In EBCOT, each subband of an image tile is partitioned into small rectangular blocks, called code blocks, and code blocks are encoded independently. The dimensions of the code blocks are specified by the encoder and, although they may be chosen freely, there are some constraints; they must be an integer power of two; the total number of coefficients in a code block cannot exceed 4096 and the height of the code block cannot be less than four. Thus the maximum length of the code block is 1024 coefficients.
The quantiser indices of the wavelet coefficients are bit plane encoded one bit at a time, starting from the most significant bit (MSB) and preceding to the least significant bit (LSB). During this progressive bit plane encoding, if the quantiser index is still zero, that coefficient is called insignificant. Once the first nonzero bit is encoded, the coefficient becomes significant and its sign is encoded. For significant coefficients, all subsequent bits are referred to as refinement bits. Since in the wavelet decomposition the main image energy is concentrated at lower frequency bands, many quantiser indices of the higher frequency bands will be insignificant at the earlier bit planes. Clustering of insignificant coefficients in bit planes creates strong redundancies among the neighbouring coefficients that are exploited by JPEG2000 through a contextbased adaptive arithmetic coding.
In JPEG2000, instead of encoding the entire bit plane in one pass, each bit plane is encoded in three subbit plane passes. This is called fractional bit plane encoding, and the passes are known as: significance propagation pass, refinement pass and clean up pass. The reason for this is to be able to truncate the bit stream at the end of each pass to create the near optimum bit stream. Here, the pass that results in the largest reduction in distortion for the smallest increase in bit rate is encoded first.
In the significance propagation pass, the bit of a coefficient in a given bit plane is encoded if and only if, prior to this pass, the coefficient was insignificant and at least one of its eight immediate neighbours was significant. The bit of the coefficient in that bit plane, 0 or 1, is then arithmetically coded with a probability model derived from the context of its eight immediate neighbours. Since neighbouring coefficients are correlated, it is more likely that the coded coefficient becomes significant, resulting in a large reduction in the coding distortion. Hence this pass is the first to be executed in fractional bit plane coding.
In the refinement pass, a coefficient is coded if it was significant in the previous bit plane. Refining the magnitude of a coefficient reduces the distortion moderately. Finally, those coefficients that were not coded in the two previous passes are coded in the clean up pass. These are mainly insignificant coefficients (having eight insignificant immediate neighbours) and are likely to remain insignificant. Hence their contribution in reducing distortions is minimal and is used in the last pass. For more details of coding, refer to EBCOT in section 4.7.

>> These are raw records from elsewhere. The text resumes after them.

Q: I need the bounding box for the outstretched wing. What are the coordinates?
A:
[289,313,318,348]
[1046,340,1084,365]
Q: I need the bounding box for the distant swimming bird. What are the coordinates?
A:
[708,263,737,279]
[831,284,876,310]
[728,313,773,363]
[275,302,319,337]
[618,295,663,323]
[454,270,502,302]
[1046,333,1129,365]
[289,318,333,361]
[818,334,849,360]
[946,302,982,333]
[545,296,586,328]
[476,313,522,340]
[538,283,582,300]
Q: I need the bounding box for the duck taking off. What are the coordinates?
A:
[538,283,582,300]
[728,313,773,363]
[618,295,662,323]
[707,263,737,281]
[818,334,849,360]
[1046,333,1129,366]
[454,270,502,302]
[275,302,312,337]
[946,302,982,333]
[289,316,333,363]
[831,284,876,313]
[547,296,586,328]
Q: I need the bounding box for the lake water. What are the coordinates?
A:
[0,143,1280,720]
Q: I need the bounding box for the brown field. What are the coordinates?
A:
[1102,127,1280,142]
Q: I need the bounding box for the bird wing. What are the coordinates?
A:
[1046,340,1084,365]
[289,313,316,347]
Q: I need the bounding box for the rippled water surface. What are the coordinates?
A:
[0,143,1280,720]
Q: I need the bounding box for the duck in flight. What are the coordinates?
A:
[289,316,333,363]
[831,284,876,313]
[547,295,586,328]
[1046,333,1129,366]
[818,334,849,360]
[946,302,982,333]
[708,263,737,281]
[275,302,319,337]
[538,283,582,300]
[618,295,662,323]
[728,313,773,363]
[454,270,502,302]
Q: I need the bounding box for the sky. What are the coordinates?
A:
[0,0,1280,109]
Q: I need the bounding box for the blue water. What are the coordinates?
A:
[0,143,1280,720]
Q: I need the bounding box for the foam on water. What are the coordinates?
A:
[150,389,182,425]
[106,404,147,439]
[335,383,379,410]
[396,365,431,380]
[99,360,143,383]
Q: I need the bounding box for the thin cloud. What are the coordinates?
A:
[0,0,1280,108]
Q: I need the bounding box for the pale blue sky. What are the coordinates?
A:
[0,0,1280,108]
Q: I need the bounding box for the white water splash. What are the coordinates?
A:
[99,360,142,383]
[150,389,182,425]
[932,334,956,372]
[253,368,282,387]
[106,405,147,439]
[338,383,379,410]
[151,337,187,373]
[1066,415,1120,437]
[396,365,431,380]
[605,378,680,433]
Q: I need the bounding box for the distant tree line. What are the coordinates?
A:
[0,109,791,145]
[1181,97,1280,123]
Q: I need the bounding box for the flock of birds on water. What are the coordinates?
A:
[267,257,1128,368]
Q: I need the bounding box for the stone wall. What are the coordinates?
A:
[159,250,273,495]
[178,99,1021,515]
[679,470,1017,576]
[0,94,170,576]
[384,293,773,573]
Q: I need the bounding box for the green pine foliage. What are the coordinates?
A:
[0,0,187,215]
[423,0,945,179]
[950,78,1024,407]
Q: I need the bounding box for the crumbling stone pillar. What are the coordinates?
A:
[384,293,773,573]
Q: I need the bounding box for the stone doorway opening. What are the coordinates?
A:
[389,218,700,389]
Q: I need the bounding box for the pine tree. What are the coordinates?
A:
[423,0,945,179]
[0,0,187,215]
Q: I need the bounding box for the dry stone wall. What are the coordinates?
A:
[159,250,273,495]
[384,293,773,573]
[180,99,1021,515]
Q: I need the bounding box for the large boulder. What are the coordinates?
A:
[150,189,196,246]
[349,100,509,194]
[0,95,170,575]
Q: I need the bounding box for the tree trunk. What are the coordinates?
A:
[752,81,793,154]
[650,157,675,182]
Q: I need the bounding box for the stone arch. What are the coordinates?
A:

Once the entire image has been compressed, the bit stream generated by the individual code blocks is postprocessed to facilitate various functionalities of the JPEG2000 standard. This part is similar to the layer formation and bit stream organisation of EBCOT known as tier 2 (see section 4.7).
To form the final bit stream, the bits generated by the three spatially consistent coded blocks (one from each subband at each resolution level) comprise a packet partition location, called a precinct [10]. A collection of packets, one from each precinct, at each resolution level comprises the layer. Figure 5.12 shows the relationship between the packetised bit stream and the units of image, such as the code block, precinct, tile and the image itself.
Figure 5.12: Correspondence between the spatial data and bit stream
Here, the smallest unit of compressed data is the coded bits from a code block. Data from three code blocks of a precinct makes a packet, with an appropriate header, addressing the precinct position in the image. Packets are then grouped into the layer and finally form the bit stream, all with their relevant headers to facilitate flexible decoding. Since precincts correspond to spatial locations, a packet could be interpreted as one quality increment for one resolution at one spatial location. Similarly, a layer could be viewed as one quality increment for the entire image. Each layer successively and gradually improves the image quality and resolution, so that the decoder is able to decode the code block contributions contained in the layer, in sequence. Since ordering of packets into the layer and hence into the bit stream can be as desired, various forms of progressive image transmission can be realised.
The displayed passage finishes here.